The effect of serum lipids on monocyte adhesion molecules has not been investigated until recently. The monocyte adhesion molecules CD11b145 and CD14 have been found to be elevated and L-selectin to be decreased (usually, this occurs as a consequence of cell activation) in patients with hypercholesterolemia compared with control subjects; furthermore, the levels of each of these adhesion molecules were found to correlate with those of LDL.146 Simvastatin was found to correct the levels of each of these towards normal. The exposure of normal leukocytes to LDL induced changes similar to those in the hypocholesterolemic patients. It is important to note that changes in monocyte adhesion molecule expression in the patients can be a direct consequence of their exposure to increased LDL levels. Reversal with statins may therefore be attributable both to their hypocholesterolemic effect and to another direct effect on the cells unrelated to lipid lowering. Finally, several in vivo studies have also investigated the effect of statin therapy on the regulation of the fibrinolytic system. Although the results are inconsistent, in some studies statins decrease PAI-1 plasma levels.147

Conclusions

In recent years several in vitro and in vivo studies have provided solid evidence suggesting that statins exert multiple vasoprotective effects. Some of them are likely to be independent of the lipid-lowering effects of these drugs. However, caution is needed when an effect is to be disconnected from others, as long as it is now clear that there are multiple interconnections between lipid- and nonlipid-lowering pathways and the endothelium is the center where many different physiologic intercalating pathways converge.
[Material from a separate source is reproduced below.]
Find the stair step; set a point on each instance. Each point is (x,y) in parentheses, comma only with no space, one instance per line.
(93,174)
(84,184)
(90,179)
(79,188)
Furthermore, hypercholesterolemia itself has an inflammatory effect on the vascular endothelium and liver.148 To this extent, the correlation between different effects of statins appears to be like the causality dilemma, “which came first, the chicken or the egg?”, and it wouldn’t be surprising if future research revealed a correlation of effects which nowadays seem independent. Given all the evidence that research has come up to, it is now tempting to question the multiple-dispersed “pleiotropic” effects of statins in favor of a unifying theory that would bind together the pieces of the puzzle.